Re: Producing Atom from Maciej Stachowiak on 2009-10-05 (public-html@w3.org from October 2009)

From: Maciej Stachowiak <mjs@apple.com>
Date: Sun, 04 Oct 2009 18:23:12 -0700
To: Sam Ruby <rubys@intertwingly.net>
Cc: Ian Hickson <ian@hixie.ch>, public-html@w3.org
Message-id: <7D78E2FD-4688-440B-A84D-F608FFD26DFA@apple.com>
On Oct 4, 2009, at 5:22 PM, Sam Ruby wrote:

> Maciej Stachowiak wrote:
>> On Oct 4, 2009, at 4:11 PM, Sam Ruby wrote:
>> Here's the algorithm: <http://dev.w3.org/html5/spec/Overview.html#atom 
>> >. It looks to me like it will never add an <atom:author> element,  
>> so its output is always invalid Atom.
>
> Section 2.2.2 may provide an out "extension specification can be  
> written that overrides the requirements in this specification".

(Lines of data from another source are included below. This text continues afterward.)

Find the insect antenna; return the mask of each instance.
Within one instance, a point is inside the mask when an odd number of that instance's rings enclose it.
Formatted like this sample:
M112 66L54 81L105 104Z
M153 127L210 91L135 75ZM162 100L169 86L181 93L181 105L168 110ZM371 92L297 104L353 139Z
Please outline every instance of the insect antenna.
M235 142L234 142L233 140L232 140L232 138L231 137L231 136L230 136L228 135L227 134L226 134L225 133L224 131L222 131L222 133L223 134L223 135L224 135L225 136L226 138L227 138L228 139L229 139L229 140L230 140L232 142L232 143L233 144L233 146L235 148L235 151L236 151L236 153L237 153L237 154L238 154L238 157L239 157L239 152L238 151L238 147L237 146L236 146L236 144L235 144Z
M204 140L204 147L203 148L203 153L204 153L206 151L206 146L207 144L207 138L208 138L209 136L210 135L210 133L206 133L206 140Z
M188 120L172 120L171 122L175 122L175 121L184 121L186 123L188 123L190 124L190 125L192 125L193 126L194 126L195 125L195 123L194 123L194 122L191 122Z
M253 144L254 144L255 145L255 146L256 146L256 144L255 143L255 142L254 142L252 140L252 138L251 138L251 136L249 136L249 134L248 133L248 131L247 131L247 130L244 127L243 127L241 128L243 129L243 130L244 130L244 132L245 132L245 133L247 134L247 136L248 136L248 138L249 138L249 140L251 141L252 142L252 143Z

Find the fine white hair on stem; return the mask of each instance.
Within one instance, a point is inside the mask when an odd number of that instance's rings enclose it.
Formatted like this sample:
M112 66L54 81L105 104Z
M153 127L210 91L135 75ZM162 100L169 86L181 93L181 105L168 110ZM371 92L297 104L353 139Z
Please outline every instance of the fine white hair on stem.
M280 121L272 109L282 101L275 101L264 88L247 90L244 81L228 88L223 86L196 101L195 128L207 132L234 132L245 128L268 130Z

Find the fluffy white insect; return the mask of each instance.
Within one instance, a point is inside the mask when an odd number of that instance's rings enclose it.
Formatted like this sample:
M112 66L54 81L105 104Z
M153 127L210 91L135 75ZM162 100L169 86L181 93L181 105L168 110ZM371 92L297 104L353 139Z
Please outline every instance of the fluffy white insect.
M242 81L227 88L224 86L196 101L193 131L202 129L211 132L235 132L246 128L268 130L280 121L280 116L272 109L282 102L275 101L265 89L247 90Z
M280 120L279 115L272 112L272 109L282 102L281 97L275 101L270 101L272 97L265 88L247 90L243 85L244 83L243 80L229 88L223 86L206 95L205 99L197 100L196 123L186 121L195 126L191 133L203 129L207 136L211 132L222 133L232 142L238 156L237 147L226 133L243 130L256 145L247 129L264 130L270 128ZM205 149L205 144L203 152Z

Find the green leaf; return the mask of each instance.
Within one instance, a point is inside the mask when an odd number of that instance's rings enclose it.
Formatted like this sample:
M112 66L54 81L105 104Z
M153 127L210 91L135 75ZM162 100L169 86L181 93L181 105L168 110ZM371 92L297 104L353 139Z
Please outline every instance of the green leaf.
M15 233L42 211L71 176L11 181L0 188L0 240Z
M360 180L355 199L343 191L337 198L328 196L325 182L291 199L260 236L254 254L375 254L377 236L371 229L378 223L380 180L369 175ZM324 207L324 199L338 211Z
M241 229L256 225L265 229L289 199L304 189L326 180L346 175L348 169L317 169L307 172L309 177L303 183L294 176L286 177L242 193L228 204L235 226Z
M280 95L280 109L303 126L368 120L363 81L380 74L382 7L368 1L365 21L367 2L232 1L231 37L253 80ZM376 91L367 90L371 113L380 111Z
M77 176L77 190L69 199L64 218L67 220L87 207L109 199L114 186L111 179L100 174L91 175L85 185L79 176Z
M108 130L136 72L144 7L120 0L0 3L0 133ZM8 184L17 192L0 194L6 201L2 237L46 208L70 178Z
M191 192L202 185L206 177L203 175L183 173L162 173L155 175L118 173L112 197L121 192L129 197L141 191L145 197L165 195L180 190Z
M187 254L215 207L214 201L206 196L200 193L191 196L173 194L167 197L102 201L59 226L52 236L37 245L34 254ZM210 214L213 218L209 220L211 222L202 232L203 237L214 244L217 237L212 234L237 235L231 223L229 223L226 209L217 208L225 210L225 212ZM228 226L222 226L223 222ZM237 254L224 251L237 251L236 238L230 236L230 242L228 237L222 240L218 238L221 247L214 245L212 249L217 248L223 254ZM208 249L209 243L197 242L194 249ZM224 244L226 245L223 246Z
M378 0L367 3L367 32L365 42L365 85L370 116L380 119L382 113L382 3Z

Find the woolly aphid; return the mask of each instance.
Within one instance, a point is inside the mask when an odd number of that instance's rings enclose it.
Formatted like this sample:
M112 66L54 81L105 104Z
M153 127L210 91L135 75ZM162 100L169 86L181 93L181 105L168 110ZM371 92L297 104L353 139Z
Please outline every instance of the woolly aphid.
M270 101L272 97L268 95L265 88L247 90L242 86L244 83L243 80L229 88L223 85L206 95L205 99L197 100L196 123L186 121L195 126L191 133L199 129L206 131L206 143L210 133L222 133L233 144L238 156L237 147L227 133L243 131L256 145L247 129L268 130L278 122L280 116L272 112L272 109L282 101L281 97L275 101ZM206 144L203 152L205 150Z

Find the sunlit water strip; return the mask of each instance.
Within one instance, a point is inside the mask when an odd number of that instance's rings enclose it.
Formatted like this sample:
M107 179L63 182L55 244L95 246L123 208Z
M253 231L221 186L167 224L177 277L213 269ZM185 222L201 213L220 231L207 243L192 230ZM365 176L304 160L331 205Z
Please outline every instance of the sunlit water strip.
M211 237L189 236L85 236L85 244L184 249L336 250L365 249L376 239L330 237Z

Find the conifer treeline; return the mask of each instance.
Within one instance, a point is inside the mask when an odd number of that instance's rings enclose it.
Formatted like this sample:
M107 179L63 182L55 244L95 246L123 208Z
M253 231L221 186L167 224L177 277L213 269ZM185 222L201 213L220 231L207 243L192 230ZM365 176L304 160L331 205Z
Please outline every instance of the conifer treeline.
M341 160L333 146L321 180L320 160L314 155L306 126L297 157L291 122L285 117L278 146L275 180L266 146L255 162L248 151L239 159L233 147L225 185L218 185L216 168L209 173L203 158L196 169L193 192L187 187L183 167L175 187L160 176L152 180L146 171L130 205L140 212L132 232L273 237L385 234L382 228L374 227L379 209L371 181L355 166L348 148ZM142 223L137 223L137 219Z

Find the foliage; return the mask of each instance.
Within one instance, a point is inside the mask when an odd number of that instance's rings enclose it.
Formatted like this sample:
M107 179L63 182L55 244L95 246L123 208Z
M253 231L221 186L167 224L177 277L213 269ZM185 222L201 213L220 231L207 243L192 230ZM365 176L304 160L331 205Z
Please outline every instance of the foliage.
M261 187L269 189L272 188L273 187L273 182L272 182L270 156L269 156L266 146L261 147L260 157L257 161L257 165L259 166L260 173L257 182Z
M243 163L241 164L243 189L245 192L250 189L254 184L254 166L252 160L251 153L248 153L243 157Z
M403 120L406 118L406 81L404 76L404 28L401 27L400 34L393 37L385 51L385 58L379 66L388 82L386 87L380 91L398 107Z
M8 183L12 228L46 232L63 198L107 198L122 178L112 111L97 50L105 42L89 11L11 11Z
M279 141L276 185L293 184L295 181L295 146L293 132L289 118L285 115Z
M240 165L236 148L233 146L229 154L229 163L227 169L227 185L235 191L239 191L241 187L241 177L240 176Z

Yes, an extension specification could define a different algorithm (or  
a patch to the algorithm) which supersedes HTML5. Then you'd have an  
interoperability problem between implementations that follow it and  
implementations that do not.

>
>>> If it is possible for the conversion algorithm to produce non- 
>>> conforming Atom, then I believe that an informative statement to  
>>> that effect is in order, and ideally in that informative statement  
>>> some guidance should be provided.
>> As written, it's not only possible but necessary.
>
> If you draw that conclusion, and the intent was that implementations  
> may augment this in any way, then this should be clarified.   
> Something as simple as an informative statement would address the  
> issue.

My conclusion is that following the HTML5 algorithm for HTML-to-Atom  
conversion will always produce nonconforming Atom. At least  
superficially, the statement "a user agent must run the following  
algorithm to extract an Atom feed" seems to forbid user agents from  
using any other algorithm to extract an Atom feed.  Perhaps it is the  
intent that other operations that take HTML as input and produce Atom  
as output do not count as "extract[ing] an Atom feed".

>
>>> I have no problem with that statement discouraging vendor-specific  
>>> proprietary extensions, and encouraging vendor neutral extensions  
>>> to this specification where appropriate.
>> Here's some possible options:
>> 1) Leave the HTML-to-Atom algorithm in HTML5, generating Atom that  
>> is always nonconforming.
>> 2) Remove the HTML-to-Atom algorithm from the HTML5 spec (perhaps  
>> it can be in a separate specification).
>> 3) Define the conversion algorithm in HTML5, but have it require  
>> the inclusion of <atom:author> in some way that HTML5 itself does  
>> not specify. Other specifications may fill in the gap, but HTML5  
>> won't reference them.
>> 4) Leave the HTML-to-Atom algorithm in HTML5, generating Atom that  
>> is always nonconforming, but allowing arbitrary additional  
>> information to be added to the Atom output as part of the  
>> conversion. Other specifications may fill in the gap, but HTML5  
>> won't reference them.
>> 5) HTML5 references the vCard vocabulary and specifies how to  
>> include <atom:author> info, thus rendering its default Atom output  
>> conforming.
>> 6) Option 3, but HTML5 does reference the spec that describes how  
>> to include author info.
>> 7) Option 4, but HTML5 does reference the spec that describes how  
>> to include author info.
>> I think #1 is unacceptable, because I believe generating  
>> noncomforming Atom does not satisfy the use cases for HTML-to-Atom  
>> conversion. I I will leave it to others to determine which of the  
>> other options, if any, might be acceptable. In my opinion, all of  
>> the other options are effectively equivalent to either #2 or #5.
>>> Would it be helpful if I opened a bug in bugzilla?
>> It would be useful to be clear about what the bug is, and possible  
>> ways to resolve it.
>
> My point was that #1 is unacceptable.
>
> Other options include moving the Atom production or even all of  
> Microdata out of the HTML5 spec.  (Perhaps those specs could  
> reference Vcard, perhaps not; but either way, those are separate  
> questions).

The HTML-to-Atom conversion, as currently written, has no dependency  
on Microdata, so it would be unaffected by any changes to Microdata.  
It's based purely on built-in elements and attributes of HTML. Moving  
HTML-to-Atom conversion out of the HTML5 spec was my option #2.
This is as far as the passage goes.